Air Charter Service launches onboard courier operation

Air Charter Service has officially launched an onboard courier service as it looks to win a share of a market estimated to be worth around £30m per year.
ACS has been offering the service for the last few years on an ad-hoc basis but it has now grown to the level where the company decided to invest in developing an official onboard courier service.
In line with the development, ACS has opened a dedicated operations centre in Frankfurt, employed a dedicated onboard courier team, updated more than 35 visas for countries it wasn’t able to fly to at a moment’s notice and provided its existing account managers with training to help them sell the product.
By 2020 it is aiming to sell around £10m of onboard courier per year and have a global network of operation centres in key regions.

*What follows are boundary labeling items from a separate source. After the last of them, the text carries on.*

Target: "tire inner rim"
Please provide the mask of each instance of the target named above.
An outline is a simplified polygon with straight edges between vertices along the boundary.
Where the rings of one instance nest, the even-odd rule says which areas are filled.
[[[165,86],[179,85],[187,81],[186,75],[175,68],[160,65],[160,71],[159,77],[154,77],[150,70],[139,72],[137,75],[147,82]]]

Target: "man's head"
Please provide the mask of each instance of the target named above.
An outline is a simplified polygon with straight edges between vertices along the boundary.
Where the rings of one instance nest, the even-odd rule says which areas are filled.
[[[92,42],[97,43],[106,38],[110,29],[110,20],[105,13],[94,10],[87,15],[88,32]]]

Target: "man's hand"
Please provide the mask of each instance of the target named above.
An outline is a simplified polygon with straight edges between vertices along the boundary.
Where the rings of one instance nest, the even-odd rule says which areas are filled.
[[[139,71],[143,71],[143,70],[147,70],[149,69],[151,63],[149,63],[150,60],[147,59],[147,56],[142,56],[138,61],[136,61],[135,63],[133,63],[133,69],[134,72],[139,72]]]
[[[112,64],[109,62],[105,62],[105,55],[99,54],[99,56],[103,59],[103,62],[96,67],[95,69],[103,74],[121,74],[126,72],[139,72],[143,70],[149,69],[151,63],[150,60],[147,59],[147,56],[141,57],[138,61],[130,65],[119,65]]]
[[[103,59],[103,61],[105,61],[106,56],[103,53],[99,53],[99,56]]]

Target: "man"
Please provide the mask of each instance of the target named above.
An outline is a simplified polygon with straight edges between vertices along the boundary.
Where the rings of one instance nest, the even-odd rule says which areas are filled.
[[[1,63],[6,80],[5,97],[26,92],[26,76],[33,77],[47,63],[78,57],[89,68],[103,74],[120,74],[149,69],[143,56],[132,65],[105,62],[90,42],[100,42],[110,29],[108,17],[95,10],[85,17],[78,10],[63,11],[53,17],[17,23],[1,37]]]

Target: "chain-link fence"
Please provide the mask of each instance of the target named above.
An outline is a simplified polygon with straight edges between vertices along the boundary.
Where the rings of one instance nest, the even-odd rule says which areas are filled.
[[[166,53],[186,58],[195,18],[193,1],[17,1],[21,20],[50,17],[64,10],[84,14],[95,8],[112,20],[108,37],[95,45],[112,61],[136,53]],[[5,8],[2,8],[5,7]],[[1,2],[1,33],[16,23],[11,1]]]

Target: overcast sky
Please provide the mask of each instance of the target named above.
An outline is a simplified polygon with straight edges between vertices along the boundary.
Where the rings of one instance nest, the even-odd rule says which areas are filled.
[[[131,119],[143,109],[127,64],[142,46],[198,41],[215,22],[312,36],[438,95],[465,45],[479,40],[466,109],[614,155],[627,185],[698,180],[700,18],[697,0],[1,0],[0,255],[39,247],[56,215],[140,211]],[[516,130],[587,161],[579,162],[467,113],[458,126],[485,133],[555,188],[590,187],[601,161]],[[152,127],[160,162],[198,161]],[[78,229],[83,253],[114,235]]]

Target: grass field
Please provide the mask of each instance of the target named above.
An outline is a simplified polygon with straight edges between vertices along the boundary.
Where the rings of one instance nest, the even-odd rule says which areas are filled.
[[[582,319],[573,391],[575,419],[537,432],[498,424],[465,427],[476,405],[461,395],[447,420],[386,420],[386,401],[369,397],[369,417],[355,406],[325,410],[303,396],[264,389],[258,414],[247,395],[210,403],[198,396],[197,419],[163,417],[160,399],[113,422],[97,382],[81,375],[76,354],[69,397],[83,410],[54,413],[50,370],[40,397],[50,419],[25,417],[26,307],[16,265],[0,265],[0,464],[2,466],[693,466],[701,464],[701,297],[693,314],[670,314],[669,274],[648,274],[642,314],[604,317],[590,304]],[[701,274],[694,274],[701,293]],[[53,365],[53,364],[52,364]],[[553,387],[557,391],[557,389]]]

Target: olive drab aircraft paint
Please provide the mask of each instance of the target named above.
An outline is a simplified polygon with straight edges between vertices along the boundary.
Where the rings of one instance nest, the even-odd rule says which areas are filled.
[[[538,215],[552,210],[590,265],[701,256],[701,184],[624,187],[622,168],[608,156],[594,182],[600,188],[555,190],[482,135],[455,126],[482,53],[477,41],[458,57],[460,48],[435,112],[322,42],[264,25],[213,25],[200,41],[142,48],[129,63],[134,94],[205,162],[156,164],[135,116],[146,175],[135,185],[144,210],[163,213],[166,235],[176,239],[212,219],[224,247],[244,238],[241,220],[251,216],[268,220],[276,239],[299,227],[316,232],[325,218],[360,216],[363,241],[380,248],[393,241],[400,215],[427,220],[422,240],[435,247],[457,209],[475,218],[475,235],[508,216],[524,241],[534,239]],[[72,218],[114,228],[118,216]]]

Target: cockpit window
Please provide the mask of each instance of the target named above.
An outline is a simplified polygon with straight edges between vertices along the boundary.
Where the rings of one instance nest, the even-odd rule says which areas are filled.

Speaking at an Air Cargo Europe press conference, ACS global time critical manager Oliver Weigelt said the ACS board hadn’t wanted to promote the service until it had a dedicated team in place.
Even before the official launch of the product, the company had been carrying 40 to 50 bookings per month.
Weigelt added that over the last five to ten years there had been a shift in the types of cargo carried by onboard courier services from documents to larger general cargo.
He gave the example of one Mexican automotive production which required 800 kilos to be transported.
The growth, he felt, was in part down to the speed that the cargo could be transported to destination.
“Five to 10 years ago onboard courier was in small documents small boxes but the general market and general cargo turned out to be more and more,”  he said.
“If you are going to Mexico [using a charter], for example, you need two days to get a permit for a charter, going to China it might be 10-14 days,” he said.
He added that the main limit to how much could be carried was the amount the courier could manage.
He said there was a limit of 32 kilos per box, but the limit on the number of boxes per person varied from airline to airline.
Iberia, for example, allowed 10 boxes per person, whereas for Lufthansa the limit was 99 boxes.